I work within the world of foster care. Kids we serve endure complex effects related to trauma from abuse, neglect, sometimes fetal drug/alcohol exposure, and the impacts of early development in a chaotic home environment.
Foster kids have complex needs, and we facilitate a number of treatment services. I call our multilayered approach “treatment scaffolding.” In other words, we orchestrate a symphony of support to mitigate risk and catalyze healing.
Can Parenting Be ‘Therapeutic’?
One of the most critical aspects of treatment—and this is no small truth, yet it is frequently minimized and even undermined within the foster care industrial complex—is the therapeutic care foster parents provide.
At the core of all parenting is the fundamental challenge to nurture both attachment and autonomy. Children need to learn how to bond emotionally with others, navigate appropriate boundaries, and self-soothe difficult emotions.
When foster parents intervene in ways that nurture confidence, responsibility, and positive social behavior, their efforts can powerfully impact a child’s development and therapeutic progress.
Treatment Is a Story Unfolding
As a foster care treatment director, I encourage creative and playful parenting, confront misguided beliefs about foster kids’ presenting symptoms, and cast vision encouraging foster parents to see a larger story in motion.
Recently, I sat and chatted with a foster teen girl who shared with me that her younger sister often lies to the foster parents. She told me that the foster parents immediately call her out on her false statements and stories and that this perpetuates a vicious cycle. She explained, “I always let my sister tell me all those lies, and she tells me everything that she doesn’t feel safe to tell [the foster parents]. She doesn’t trust to open up to them.”
I asked, “If she trusts you and she tells you everything, why does she lie to you?” She shared with me that the foster parent “doesn’t understand that when my sister is telling those lies, she just isn’t ready to open up yet. It’s her way of making sure someone is safe before she goes and lets them into her little world. If I am there for her and listen to what she has to say, even if it’s not true, she knows I’m listening and that I love her, and pretty soon she always stops with the lies and starts telling me the truth. That’s when she opens up a lot to me and talks to me about things that have happened to her and tells me how she’s really feeling.”

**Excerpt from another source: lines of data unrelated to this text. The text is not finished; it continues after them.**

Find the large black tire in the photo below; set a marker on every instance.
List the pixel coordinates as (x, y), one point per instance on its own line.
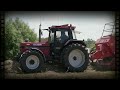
(80, 57)
(32, 62)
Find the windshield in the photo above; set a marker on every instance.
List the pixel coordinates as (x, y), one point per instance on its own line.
(109, 29)
(74, 35)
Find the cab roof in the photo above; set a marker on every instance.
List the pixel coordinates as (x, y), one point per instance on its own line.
(65, 26)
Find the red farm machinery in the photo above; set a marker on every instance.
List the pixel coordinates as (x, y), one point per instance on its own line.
(103, 57)
(62, 46)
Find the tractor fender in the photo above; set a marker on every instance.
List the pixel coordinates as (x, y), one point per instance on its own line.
(32, 49)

As I listened intently to the profound insight of this caring sister, I wished I had a recording I could share with our foster parents in training. Therapeutic care should seek first to nurture trust and broaden understanding; only then comes the carefully directed mission of increasing personal ownership and accountability. Often a therapist is well-positioned to coach foster parents through this gauntlet. Certainly, foster parents also need additional supports.
When a foster parent engages courageously in truly therapeutic care, they become in many cases the most vital and effective member of the child’s treatment team. Therapeutic relationships with foster parents can act as a catalyst for healing changes in patterns of thought, emotion, and behavior, family relationships, and social decision-making.

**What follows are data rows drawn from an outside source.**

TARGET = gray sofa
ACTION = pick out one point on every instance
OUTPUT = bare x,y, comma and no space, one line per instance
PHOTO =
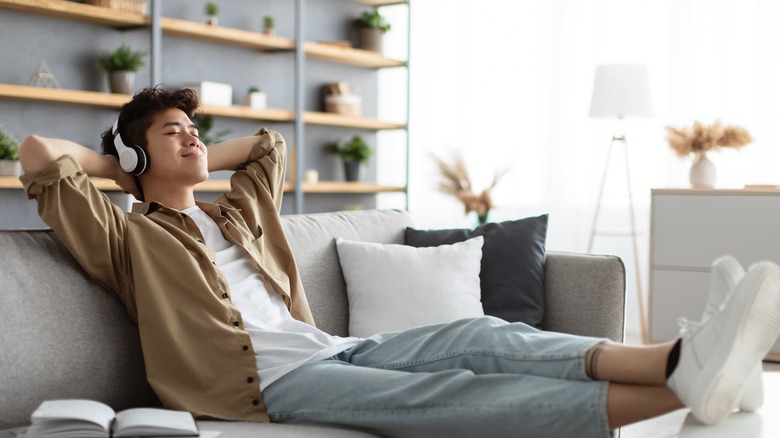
65,337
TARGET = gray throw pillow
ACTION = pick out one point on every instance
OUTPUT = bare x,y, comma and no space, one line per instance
512,275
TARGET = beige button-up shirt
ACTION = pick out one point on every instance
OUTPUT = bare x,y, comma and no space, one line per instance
197,354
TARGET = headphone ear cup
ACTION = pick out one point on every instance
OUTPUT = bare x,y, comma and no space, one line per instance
142,160
133,159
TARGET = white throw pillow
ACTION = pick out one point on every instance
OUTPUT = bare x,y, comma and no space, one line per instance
397,287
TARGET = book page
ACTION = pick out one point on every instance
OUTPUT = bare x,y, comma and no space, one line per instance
154,422
74,410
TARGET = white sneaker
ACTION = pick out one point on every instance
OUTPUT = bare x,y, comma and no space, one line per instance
725,274
718,353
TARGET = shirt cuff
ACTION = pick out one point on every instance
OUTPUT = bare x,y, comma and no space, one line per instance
59,169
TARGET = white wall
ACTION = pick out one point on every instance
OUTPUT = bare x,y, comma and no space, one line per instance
508,82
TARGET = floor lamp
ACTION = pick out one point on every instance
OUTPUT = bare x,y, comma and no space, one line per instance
621,90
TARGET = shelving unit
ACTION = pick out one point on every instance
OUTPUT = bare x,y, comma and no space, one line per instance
217,35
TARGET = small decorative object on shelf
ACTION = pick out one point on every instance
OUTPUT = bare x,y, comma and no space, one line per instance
700,139
121,65
311,176
212,93
340,99
205,122
211,10
269,27
456,181
256,99
354,153
372,27
137,6
9,154
43,77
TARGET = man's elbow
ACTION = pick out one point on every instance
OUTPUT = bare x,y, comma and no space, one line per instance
33,153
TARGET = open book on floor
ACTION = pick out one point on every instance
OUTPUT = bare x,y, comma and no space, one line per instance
87,418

One of the most important components of training that I provide to foster parents consists of reality-grounding principles that stretch their expectations and practical skills that prepare them to be disciplined.
Two of the simplest principles are often the most meaningful to foster parents:
“It’s going to get worse before it gets better.”

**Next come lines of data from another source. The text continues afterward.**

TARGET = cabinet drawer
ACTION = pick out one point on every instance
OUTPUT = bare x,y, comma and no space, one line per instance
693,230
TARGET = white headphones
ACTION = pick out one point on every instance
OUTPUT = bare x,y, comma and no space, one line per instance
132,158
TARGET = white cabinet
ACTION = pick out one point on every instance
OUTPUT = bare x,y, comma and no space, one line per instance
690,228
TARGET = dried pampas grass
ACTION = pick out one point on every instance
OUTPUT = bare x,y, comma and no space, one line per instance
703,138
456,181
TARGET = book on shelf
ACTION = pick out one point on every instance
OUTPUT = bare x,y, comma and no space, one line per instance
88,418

Providing treatment is helpful over the course of time, but it cannot remedy developmental deficits in the near-term. Especially when early childhood trauma has occurred, “you cannot,” as it has been said, “un-ring that bell.” In fact, in many cases treatment services such as therapy bring up emotionally difficult issues that stir up raw emotion.
“It’s not about you.”
Complex trauma results in chronic anxiety—internalized as depression, externalized as defiance, or both. Children who have endured trauma may, consequently, withdraw or explode as they navigate difficult emotional territory, and they need safe relationships where they can test trust and learn whether they will be accepted unconditionally through their grief, anger, and healing.
Ask the Right Questions
In foster care, especially in treatment foster care programs like mine where we serve children, teens, and young adults with intensive needs, we often focus on the negative effects of trauma and the defensive strategies foster parents can engage in to respond well to the most difficult behaviors and de-escalate crisis scenarios.
This type of training is critical, but with so much focus on posttraumatic stress at the root of problems, we so easily miss the enormous degree of posttraumatic resilience and strength showing up so regularly and beautifully.
Heather Forbes, a prominent advocate for therapeutic parenting in the field of foster care and adoption, frequently tells foster and adoptive parents that the paradigm for parenting a child who has experienced trauma must completely change, that we get the wrong answers because we ask the wrong question.
She said the question we ask is: “How can I change this child’s behavior?”
She cautioned that as long as we ask that question, we will get nothing but a vicious cycle of power struggle, distancing, and further deterioration of attachment.
She said the two best “right” questions are: (1) “What is driving this child’s behavior?” and (2) “What can I do to improve my relationship with this child?”
When we approach those two questions as our starting point, we find ourselves better prepared to encounter and facilitate opportunities for healing of trauma and change of behavior to begin.